We all know the too-familiar symptoms that come as a result of overindulgence in food and drink at this time of year. But, is there anything we can do to help to relieve those symptoms, leaving us potentially free to celebrate without the consequences?

The obvious, but very unpopular answer, would be to avoid overindulging in food or drink in the first place… Of course, for many, this is simply not an option!

The other answer could lie in a traditional herbal remedy, known as milk thistle.
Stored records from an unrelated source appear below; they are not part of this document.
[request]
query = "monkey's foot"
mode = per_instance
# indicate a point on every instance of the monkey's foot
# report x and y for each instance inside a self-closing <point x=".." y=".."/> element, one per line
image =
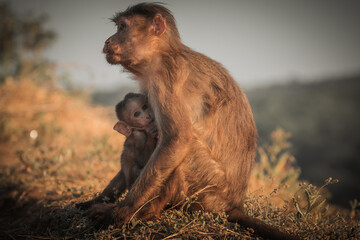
<point x="101" y="214"/>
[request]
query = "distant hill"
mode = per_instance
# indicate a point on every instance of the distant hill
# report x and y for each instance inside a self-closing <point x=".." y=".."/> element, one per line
<point x="323" y="118"/>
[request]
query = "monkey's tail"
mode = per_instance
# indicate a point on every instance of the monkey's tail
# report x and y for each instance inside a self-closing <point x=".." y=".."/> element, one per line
<point x="259" y="226"/>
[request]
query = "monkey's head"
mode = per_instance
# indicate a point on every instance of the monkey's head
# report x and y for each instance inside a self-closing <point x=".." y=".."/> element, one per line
<point x="133" y="112"/>
<point x="143" y="31"/>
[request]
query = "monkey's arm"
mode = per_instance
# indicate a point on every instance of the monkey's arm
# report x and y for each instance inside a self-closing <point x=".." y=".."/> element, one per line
<point x="149" y="146"/>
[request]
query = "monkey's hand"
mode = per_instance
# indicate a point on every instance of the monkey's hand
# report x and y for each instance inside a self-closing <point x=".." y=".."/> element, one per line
<point x="101" y="214"/>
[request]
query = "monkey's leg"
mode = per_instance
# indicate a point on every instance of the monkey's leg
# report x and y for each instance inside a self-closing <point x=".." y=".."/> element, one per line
<point x="237" y="215"/>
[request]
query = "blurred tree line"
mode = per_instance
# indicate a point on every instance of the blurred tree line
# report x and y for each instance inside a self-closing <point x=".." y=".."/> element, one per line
<point x="22" y="42"/>
<point x="323" y="118"/>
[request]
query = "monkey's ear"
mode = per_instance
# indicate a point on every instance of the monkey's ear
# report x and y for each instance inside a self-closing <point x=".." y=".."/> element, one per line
<point x="123" y="128"/>
<point x="159" y="24"/>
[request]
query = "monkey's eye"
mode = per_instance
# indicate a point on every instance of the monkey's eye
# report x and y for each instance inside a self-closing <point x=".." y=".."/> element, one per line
<point x="122" y="26"/>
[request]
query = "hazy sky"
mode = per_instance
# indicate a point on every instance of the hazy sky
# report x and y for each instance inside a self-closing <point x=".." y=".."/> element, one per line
<point x="259" y="42"/>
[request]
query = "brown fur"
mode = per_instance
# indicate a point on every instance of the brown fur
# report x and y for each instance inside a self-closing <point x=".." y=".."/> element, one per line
<point x="207" y="134"/>
<point x="141" y="138"/>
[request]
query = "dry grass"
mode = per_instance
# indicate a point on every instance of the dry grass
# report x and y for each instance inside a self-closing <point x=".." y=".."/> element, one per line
<point x="74" y="153"/>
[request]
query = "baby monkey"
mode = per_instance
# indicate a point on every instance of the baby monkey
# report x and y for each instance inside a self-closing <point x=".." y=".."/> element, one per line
<point x="136" y="122"/>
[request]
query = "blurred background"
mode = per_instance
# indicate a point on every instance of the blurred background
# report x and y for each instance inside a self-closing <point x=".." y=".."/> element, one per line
<point x="298" y="61"/>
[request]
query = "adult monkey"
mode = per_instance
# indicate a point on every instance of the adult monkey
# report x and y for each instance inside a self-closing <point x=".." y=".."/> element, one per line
<point x="207" y="134"/>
THE HISTORY OF MILK THISTLE

Milk Thistle is also referred to as Holy Thistle or Our Lady’s Thistle – whilst its posh Latin botanical name is Silybum marianum.  The plant has purple flowers with white veins, which traditional stories surrounding the plant say was caused by a drop of the Virgin Marys milk falling on to the leaves – which is why there are so many alternative religious names for this plant.

The Milk Thistle plant is generally found in Mediterranean Europe, the US and South America, preferring a warm climate for growth. Traditionally the leaves have been eaten in salads, and the fruit of the flower roasted and used as a coffee type drink.  It is the seeds however, which have long been of interest to traditional herbalists, who have used it for over 2,000 years.

The oldest reported use of Milk Thistle was as a treatment for serpent bites!  In the middle ages it was widely used as an antidote for ‘liver toxins’, whilst Native Americans used it for skin health.

These early preparations were produced without much knowledge about what or why the product actually helped, and varied wildly in strength, quality and levels of milk thistle seeds used.


 MODERN MILK THISTLE

Based on this long and varied history, Milk Thistle has been identified as a traditional herbal remedy which could potentially be helpful in reducing the symptoms associated with overindulgence, including indigestion and an upset stomach.

Modern products are also carefully controlled for quality, and are generally made using standardised extracts, which means that a specific level of the identified ‘active’ in the milk thistle are guaranteed to be present in every tablet.  

So for those looking for a bit of extra support, to try and relieve the symptoms associated with overindulgence during the festive season, based on traditional use, why not try some milk thistle?